A characterization of the three potential biofilter packing materials was performed. The highest water retention capacity (WRC) was found in vermiculite (65%), while the WRC for lava rock was 15%. Although vermiculite showed a higher WRC, lava rock favored water irrigation, which ensured that the desired moisture level was maintained and avoided sulfate accumulation at the same time.

The acetic, propionic, butyric and valeric acid could also be present in the biogas stream, their assimilation was determined in batch experiments. The biodegradation of different loadings of acetic and propionic acids as individual substrates were also evaluated in the lava rock biofilter as it as previously described elsewhere (Ramirez-Saenz et al., 2009).

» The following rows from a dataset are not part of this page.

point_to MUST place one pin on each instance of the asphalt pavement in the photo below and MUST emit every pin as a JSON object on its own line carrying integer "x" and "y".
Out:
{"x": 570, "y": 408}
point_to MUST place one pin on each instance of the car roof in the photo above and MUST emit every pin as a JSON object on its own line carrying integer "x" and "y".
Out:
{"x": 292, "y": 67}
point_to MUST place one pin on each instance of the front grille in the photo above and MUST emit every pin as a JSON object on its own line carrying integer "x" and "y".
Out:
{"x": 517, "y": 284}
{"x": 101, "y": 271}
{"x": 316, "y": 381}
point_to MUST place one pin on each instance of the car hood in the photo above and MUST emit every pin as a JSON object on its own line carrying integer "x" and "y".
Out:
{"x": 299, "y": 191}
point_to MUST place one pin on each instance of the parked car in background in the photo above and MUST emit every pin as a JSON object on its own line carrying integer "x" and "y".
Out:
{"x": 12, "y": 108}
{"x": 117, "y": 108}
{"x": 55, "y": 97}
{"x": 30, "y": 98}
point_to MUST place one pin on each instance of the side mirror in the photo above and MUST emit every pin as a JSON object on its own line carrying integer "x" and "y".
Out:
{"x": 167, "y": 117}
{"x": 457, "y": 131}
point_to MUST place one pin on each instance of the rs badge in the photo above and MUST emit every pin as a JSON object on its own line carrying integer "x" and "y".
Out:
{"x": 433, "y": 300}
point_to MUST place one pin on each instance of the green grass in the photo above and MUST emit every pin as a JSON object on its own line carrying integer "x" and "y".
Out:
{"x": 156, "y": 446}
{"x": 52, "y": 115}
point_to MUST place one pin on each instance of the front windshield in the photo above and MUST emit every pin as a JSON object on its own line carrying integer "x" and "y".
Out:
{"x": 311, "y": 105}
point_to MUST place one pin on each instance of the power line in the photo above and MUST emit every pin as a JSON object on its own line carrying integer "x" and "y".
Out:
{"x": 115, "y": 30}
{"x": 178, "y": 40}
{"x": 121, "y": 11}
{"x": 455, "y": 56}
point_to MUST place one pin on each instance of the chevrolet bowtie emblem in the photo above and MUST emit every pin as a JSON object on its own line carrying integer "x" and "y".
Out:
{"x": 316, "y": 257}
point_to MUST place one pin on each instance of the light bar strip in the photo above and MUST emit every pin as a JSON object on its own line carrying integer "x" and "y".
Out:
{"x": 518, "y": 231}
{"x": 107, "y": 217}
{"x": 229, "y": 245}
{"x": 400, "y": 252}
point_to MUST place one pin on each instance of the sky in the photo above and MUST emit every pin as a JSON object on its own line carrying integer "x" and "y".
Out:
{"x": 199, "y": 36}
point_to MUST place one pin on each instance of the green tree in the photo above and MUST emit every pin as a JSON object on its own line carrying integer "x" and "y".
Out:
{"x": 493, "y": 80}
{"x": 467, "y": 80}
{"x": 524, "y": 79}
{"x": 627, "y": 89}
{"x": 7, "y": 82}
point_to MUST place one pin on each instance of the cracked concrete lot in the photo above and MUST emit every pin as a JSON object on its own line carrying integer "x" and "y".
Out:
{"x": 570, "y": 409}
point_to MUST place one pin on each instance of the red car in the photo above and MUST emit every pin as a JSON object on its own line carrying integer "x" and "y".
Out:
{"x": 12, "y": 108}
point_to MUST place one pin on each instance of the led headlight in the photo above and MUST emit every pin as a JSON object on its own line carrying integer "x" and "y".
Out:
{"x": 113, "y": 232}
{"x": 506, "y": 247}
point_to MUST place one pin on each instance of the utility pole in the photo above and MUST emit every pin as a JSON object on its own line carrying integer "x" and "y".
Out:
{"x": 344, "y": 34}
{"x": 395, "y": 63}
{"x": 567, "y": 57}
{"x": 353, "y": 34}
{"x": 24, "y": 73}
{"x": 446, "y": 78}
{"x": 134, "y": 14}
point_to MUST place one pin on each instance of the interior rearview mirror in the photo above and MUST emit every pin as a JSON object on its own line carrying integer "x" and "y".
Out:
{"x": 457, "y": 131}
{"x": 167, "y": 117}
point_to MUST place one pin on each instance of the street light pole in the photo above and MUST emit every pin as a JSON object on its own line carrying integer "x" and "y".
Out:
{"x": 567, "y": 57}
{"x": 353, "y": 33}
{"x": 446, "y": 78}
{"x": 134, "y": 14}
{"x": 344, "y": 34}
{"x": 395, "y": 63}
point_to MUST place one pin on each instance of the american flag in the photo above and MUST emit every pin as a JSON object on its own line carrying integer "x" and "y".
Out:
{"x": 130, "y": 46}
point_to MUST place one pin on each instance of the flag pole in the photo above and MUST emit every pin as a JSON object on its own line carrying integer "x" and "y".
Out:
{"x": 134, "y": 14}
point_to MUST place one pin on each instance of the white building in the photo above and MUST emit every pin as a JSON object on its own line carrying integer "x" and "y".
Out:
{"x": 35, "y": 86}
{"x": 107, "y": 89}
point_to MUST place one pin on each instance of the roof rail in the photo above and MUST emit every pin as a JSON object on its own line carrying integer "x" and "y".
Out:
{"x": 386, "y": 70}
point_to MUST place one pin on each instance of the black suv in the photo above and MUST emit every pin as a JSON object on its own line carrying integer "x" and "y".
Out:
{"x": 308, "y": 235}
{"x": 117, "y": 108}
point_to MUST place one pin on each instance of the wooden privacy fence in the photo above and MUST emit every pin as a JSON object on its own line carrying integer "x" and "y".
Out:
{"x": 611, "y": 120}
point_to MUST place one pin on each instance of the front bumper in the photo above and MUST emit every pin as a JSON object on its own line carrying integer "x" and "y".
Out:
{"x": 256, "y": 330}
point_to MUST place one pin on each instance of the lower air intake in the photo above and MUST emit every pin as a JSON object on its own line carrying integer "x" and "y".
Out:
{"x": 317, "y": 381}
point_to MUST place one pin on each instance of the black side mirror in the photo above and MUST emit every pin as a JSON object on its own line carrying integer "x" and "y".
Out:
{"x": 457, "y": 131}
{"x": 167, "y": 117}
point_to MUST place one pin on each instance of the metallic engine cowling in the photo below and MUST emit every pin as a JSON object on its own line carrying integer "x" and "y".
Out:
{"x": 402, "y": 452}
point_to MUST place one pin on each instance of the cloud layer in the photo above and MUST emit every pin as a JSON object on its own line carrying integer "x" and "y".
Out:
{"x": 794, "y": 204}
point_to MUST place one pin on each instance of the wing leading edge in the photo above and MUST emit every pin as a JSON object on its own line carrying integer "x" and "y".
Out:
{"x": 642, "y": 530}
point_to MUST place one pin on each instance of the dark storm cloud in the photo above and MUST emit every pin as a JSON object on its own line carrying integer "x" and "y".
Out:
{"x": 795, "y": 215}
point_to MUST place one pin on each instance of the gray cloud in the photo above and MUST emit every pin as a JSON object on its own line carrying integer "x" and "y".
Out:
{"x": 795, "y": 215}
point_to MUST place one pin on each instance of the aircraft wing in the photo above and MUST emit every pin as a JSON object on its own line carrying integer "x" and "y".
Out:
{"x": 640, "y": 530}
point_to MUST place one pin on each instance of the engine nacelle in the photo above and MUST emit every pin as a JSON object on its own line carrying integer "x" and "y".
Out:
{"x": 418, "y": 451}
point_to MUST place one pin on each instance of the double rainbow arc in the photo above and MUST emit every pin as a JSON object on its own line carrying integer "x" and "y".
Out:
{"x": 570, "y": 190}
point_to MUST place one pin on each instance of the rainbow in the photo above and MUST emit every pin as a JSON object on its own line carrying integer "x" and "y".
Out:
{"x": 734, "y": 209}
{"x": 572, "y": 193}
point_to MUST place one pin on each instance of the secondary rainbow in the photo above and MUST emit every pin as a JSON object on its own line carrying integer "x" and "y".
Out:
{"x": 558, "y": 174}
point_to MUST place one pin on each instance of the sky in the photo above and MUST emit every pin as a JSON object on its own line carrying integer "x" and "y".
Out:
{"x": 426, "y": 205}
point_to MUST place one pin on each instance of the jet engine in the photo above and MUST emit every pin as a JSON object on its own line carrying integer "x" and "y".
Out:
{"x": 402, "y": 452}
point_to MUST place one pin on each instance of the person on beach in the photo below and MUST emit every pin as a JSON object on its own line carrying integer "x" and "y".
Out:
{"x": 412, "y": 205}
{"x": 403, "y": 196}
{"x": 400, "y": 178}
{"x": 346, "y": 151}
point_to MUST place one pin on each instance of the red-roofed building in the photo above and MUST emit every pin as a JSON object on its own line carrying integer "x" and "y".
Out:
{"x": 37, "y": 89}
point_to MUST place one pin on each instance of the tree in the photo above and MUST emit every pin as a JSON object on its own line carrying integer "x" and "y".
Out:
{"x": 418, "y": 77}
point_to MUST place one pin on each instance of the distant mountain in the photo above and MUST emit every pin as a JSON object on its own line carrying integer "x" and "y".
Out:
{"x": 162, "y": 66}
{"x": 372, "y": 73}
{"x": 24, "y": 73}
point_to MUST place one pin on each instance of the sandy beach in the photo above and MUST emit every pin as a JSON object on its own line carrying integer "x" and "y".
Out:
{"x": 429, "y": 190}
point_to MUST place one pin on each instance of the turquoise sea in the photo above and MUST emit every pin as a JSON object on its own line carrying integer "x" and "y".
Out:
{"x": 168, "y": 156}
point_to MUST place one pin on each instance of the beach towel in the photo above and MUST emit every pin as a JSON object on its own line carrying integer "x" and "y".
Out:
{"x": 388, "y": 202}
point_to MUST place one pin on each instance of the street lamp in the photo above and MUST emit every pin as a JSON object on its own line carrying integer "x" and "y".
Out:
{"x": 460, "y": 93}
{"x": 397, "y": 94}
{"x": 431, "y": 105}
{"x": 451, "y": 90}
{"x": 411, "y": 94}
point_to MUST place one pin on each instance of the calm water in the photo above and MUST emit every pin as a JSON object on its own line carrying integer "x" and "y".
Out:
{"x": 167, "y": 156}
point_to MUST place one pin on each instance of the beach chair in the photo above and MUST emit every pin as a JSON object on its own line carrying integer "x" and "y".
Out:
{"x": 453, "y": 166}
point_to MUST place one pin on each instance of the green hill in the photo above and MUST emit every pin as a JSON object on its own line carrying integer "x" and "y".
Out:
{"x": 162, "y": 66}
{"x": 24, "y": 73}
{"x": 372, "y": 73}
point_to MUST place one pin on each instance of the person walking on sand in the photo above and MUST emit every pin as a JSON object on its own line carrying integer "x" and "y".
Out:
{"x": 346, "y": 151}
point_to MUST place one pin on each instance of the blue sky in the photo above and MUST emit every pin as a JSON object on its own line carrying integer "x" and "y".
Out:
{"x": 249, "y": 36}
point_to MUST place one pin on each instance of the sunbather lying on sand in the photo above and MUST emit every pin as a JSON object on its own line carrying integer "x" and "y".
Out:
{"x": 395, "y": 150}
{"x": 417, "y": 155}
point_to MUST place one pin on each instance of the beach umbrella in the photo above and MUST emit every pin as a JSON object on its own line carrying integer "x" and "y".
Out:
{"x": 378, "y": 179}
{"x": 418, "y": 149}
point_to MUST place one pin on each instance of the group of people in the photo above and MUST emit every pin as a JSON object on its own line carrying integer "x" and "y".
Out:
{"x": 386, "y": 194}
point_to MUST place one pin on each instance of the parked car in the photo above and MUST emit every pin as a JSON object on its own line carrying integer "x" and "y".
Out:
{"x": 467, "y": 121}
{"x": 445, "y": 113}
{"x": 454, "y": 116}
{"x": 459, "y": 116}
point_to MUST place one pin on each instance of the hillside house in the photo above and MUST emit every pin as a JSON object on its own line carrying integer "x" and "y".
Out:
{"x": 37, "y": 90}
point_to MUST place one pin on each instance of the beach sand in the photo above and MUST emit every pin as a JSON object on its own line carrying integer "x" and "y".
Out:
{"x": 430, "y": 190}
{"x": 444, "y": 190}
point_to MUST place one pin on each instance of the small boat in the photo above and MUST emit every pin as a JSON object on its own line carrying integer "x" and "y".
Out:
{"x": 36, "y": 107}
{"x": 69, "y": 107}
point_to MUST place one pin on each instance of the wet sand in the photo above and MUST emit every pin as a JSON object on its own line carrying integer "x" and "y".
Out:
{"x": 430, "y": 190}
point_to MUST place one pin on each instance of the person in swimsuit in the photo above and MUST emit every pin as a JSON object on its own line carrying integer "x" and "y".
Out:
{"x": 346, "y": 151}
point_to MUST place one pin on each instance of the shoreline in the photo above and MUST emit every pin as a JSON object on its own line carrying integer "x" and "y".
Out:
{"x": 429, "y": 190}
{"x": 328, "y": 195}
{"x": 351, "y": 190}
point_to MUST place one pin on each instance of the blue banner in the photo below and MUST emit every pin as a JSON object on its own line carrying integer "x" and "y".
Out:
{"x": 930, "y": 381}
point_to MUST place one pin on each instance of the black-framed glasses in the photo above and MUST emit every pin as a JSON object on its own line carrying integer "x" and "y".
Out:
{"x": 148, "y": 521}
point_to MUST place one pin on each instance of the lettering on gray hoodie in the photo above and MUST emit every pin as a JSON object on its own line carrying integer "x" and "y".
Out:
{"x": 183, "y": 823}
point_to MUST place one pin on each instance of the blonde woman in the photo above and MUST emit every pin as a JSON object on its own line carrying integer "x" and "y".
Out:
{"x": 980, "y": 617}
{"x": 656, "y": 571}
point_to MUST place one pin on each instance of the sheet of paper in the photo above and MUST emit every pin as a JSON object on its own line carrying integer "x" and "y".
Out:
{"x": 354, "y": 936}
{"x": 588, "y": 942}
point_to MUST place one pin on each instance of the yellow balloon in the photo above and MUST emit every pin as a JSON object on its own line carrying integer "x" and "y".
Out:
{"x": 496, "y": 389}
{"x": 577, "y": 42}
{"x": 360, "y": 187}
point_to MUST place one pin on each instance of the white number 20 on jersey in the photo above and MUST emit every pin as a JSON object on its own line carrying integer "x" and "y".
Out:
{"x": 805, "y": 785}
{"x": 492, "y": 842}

As the MR proportion increased in the ADS, the H2S concentration in the biogas stream also increased. The biodegradation of H2S was determined in the lava rock biofilter under two different empty-bed residence times (EBRT). Results for H2S elimination capacity as a function of H2S inlet loading in the lava rock biofilter, operated at 85 sec and 31 sec EBRT, are depicted in Figure 2. As shown in Figure 2A, at an EBRT of 85 sec, the relationship between the inlet loading and the elimination capacity was linear, and the critical H2S elimination capacity defined by Devinny et al., 1999 (i. e., deviation from the 100% removal capacity) was not yet reached at an inlet loading of 144 g/ m3h. Under these operation conditions, the removal efficiency of H2S for loadings between 36 and 144 g/ m3h was always above 98 %. Furthermore, the EC reached a maximum of 142 g/ m3h when the H2S loading was 144 g/m3h.

For an EBRT of 31 sec (Figure 2B), the H2S elimination capacity was found to be linear with respect to H2S inlet loading up to 200 g/ m3h (100% removal efficiency). A higher inlet loading of 300 g/ m3h reduced the removal efficiency in the system to 85 %. An inlet loading of 400 g/ m3h (corresponding to 3000 ppmv) caused the removal efficiency to drop to 75%, which suggested inhibition of biological activity and/or insufficient mass transfer. In this case, the critical H2S EC was 200 g/ m3h, whereas a maximum H2S EC value of 232 g/ m3h was achieved in the biofilter. At the same time, however, the removal of VFAs present in the gaseous stream (approximately 10 ppmv) reached 99%.

For long operation times, the biofilter nearly eliminated all the H2S from the biogas stream. The H2S concentrations of the AD gas stream were previously diluted to maintain an inlet concentration of 1500 ppmv and to allow complete elimination (99% removal efficiency), but the high removal efficiency was maintained over 90 days and complete biodegradation of VFAs was also observed. Fifty days after the start-up period, a technical failure in the AD system blocked the feeding of the biofilter, no data was obtained during that time. After operation conditions were restored, an inlet H2S concentration was maintained at approximately 1500 ppmv from day 103 to 194 at an EBRT of 31 sec. Under these conditions, a removal efficiency of 95% was maintained for 90 days. Higher concentrations, around 3000 ppmv, caused a drop in the biofilter efficiency to 50% (Ramirez-Saenz et al., 2009). The biofilter was fed with the ADS gas stream every two weeks, which corresponded to the HRT of the AD system.

According to the stoichiometry of aerobic biological H2S oxidation (Eq. 1 and 2) and the sulfate determinations obtained between days 103 and 194 of the operational period of the biofilter, 51 to 60% of the H2S was completely oxidized to sulfate. These data are correlated with those reported by Fortuny et al., 2008 with respect to the H2S conversion to sulfate. The elimination of these compounds allowed the potential use of the biogas while maintaining the methane (CH4) content throughout the process.